Why Walmart Is Betting Big on Cheap Android Tablets

Why Walmart Is Betting Big on Cheap Android Tablets
Walmart has launched a line of Onn brand tablets priced around $99 to compete directly with Apple's iPad—particularly the Onn 8 Tablet Pro, an 8-inch Android device that uses standard Google Play services rather than a customized version of Android. This matters because it's one of the few budget tablets that doesn't lock you into a proprietary ecosystem, and it gives Walmart another way to reach customers who want affordable but functional devices.
What the Onn Tablets Actually Are
The Onn 8 Tablet Pro runs Android 10 with the standard Google version of the operating system, which distinguishes it from Amazon's Fire tablets—those use Fire OS, Amazon's own modified version of Android. Ars Technica noted that the device is designed primarily for holding vertically, which suggests Walmart expects most users to do things like browse social media, watch videos, and read rather than type long documents or edit spreadsheets.
The pro versions include faster processors and USB-C charging ports—two features that were uncommon on budget tablets a few years ago. USB-C in particular is significant: older cheap tablets stuck with micro-USB long after the rest of the industry moved on, making them annoying to charge alongside your phone or laptop.
The Market Walmart Is Targeting
Amazon's Fire tablets have dominated the sub-$100 tablet market for years by selling them cheaply and making money from subscriptions, video, and content you buy through Amazon.

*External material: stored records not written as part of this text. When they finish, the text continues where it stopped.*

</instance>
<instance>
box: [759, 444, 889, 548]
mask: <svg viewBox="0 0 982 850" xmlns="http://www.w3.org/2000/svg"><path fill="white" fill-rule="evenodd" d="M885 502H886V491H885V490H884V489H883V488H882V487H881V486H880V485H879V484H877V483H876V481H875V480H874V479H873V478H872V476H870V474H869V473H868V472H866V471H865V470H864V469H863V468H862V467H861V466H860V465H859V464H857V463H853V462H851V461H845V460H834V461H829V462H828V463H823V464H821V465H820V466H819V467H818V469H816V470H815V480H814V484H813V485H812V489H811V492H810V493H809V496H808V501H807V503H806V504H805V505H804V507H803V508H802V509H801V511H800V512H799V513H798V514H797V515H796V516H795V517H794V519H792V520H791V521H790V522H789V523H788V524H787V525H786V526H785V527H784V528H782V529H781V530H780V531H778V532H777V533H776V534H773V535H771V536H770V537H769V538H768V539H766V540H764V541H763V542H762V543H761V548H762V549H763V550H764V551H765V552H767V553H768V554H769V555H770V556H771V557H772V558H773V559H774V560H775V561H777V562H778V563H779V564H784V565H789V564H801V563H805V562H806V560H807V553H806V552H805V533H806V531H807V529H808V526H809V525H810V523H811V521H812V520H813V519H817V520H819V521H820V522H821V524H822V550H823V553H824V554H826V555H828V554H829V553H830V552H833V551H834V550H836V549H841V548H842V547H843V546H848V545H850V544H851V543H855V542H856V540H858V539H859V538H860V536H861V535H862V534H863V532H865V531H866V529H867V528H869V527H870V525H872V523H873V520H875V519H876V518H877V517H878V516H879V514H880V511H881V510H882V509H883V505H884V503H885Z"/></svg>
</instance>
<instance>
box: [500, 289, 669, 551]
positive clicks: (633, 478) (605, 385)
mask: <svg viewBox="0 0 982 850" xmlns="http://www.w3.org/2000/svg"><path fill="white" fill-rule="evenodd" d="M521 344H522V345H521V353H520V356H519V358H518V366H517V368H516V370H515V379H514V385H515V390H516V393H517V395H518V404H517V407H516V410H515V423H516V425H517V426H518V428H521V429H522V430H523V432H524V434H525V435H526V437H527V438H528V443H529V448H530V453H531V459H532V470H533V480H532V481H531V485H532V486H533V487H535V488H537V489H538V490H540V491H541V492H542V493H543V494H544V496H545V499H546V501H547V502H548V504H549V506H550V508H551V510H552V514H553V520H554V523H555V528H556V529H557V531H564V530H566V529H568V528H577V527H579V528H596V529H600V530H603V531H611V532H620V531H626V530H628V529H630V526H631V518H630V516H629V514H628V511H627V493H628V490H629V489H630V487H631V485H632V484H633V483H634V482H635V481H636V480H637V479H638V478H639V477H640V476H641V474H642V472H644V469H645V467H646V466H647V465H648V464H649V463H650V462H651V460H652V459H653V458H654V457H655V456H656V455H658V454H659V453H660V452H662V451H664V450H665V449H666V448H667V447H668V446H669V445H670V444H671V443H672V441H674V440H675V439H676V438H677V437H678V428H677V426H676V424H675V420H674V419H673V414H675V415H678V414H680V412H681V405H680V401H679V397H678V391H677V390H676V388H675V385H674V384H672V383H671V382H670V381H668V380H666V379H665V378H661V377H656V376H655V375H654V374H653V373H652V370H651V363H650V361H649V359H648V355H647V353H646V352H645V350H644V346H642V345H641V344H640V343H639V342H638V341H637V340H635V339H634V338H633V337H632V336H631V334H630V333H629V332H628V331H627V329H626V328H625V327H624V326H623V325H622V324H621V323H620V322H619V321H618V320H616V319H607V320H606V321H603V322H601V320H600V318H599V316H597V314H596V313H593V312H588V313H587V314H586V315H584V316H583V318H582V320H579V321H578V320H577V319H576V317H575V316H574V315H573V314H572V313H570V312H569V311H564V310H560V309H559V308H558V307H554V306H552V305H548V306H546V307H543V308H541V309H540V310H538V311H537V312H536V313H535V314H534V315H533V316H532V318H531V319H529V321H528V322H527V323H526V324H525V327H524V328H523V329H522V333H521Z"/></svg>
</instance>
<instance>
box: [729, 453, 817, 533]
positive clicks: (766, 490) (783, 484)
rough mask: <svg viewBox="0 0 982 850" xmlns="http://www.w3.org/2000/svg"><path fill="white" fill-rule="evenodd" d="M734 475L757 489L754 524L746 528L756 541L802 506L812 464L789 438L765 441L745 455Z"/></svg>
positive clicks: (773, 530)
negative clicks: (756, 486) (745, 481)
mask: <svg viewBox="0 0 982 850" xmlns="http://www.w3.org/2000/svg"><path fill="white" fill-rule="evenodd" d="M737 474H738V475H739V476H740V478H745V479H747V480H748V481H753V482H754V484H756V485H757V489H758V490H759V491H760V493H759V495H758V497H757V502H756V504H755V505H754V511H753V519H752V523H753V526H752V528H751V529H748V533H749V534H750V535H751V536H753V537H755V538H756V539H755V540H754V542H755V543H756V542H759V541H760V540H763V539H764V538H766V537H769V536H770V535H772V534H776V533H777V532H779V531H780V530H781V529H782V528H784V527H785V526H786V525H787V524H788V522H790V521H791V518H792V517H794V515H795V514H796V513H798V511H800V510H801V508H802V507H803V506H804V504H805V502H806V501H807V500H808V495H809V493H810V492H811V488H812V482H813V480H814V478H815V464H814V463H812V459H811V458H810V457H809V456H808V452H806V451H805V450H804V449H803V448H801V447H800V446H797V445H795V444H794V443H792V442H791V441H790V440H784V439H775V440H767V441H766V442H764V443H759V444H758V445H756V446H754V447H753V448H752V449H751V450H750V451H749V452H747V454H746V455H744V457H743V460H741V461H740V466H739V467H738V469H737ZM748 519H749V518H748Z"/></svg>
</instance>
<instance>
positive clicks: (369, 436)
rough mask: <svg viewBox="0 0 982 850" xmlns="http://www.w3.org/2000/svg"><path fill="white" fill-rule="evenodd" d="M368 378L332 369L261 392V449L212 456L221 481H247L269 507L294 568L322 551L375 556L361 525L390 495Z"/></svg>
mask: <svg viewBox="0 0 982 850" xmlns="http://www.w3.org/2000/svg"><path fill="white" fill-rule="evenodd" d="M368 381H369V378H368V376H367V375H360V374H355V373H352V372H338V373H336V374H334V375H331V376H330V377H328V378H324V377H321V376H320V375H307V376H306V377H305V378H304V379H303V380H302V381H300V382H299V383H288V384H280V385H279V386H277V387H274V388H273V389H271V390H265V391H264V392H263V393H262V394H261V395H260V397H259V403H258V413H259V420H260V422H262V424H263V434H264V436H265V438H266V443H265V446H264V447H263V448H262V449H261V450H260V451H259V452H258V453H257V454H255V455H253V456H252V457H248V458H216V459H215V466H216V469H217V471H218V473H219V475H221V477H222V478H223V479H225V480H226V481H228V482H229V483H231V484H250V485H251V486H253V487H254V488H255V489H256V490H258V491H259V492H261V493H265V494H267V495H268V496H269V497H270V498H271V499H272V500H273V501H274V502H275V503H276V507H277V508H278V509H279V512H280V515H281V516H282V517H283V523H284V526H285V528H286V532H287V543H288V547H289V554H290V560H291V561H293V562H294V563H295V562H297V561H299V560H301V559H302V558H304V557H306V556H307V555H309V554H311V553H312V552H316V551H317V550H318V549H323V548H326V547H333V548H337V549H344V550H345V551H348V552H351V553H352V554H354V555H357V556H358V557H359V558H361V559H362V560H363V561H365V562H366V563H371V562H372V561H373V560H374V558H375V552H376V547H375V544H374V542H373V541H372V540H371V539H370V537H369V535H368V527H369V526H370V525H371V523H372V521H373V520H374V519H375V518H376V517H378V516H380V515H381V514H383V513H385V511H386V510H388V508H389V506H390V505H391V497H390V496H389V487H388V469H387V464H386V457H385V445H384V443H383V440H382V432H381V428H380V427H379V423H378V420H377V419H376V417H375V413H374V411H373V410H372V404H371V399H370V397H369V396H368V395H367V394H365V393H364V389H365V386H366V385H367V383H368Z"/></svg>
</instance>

Walmart's strategy is different: it's betting that some people would rather use regular Android with Google's app store (Google Play) instead of being locked into Amazon's ecosystem.
Budget tablets have traditionally cut corners on build quality, speed, and software updates to hit low prices. By including USB-C and committing to a processor that doesn't feel sluggish, Walmart is signaling it wants to make budget tablets feel less cheap, without actually raising the price.
How Walmart's Retail Stores Give It an Edge
Here's where Walmart's physical stores matter: you can walk in, hold the tablet, and decide if you like it before spending your money. That's powerful at the budget price point, where people tend to be skeptical about what they're getting.
Walmart also has decades-old supplier relationships and manufacturing networks that let it build tablets affordably while still making a profit. The Onn brand itself extends beyond tablets to TVs, speakers, and cables—basically Walmart's answer to Amazon's private-label hardware line, except Walmart sells through stores rather than relying mainly on digital subscriptions.
We've watched this pattern repeat. Best Buy tried it with Insignia-branded products. Target has launched various private-label electronics over the years. The difference with Walmart is the scale of the bet and the fact that it's actually trying to compete head-to-head with major brands rather than just filling gaps.
Why Walmart Chose Standard Android
Walmart could have modified Android the way Amazon did, which would give Walmart more control over what apps users see and how Walmart makes money. But customizing Android requires constant software maintenance, and it breaks access to the thousands of apps in Google Play. Using standard Android is simpler and gives users what they expect.
The vertical orientation choice also tells you something about user research. Walmart studied who buys cheap tablets and what they do with them. The answer: mostly watch videos, scroll social media, and read—not write emails or edit documents on a 8-inch screen.
What This Means Longer Term
The timing is worth noting. Remote work and online learning drove tablet sales up in recent years, and budget tablets serve as secondary devices for a lot of households—the one your kid uses for homework or that sits on your nightstand. There's a real market beyond people buying premium iPads.
From a broader perspective, Walmart's entry into the budget tablet space could matter for Android itself. Amazon's Fire tablets use a forked version of Android, which fragments the ecosystem. Walmart maintaining standard Android with Google Play could actually help sustain app development for budget Android tablets by keeping a larger base of users with consistent access to apps.
That said, budget tablets have a weak history when it comes to lasting software updates and reliability. Devices shipped a few years ago often accumulated build quality problems users didn't notice until later. Walmart will succeed here only if it can maintain reasonable quality standards over time while keeping prices low—no small feat. That's the real test ahead.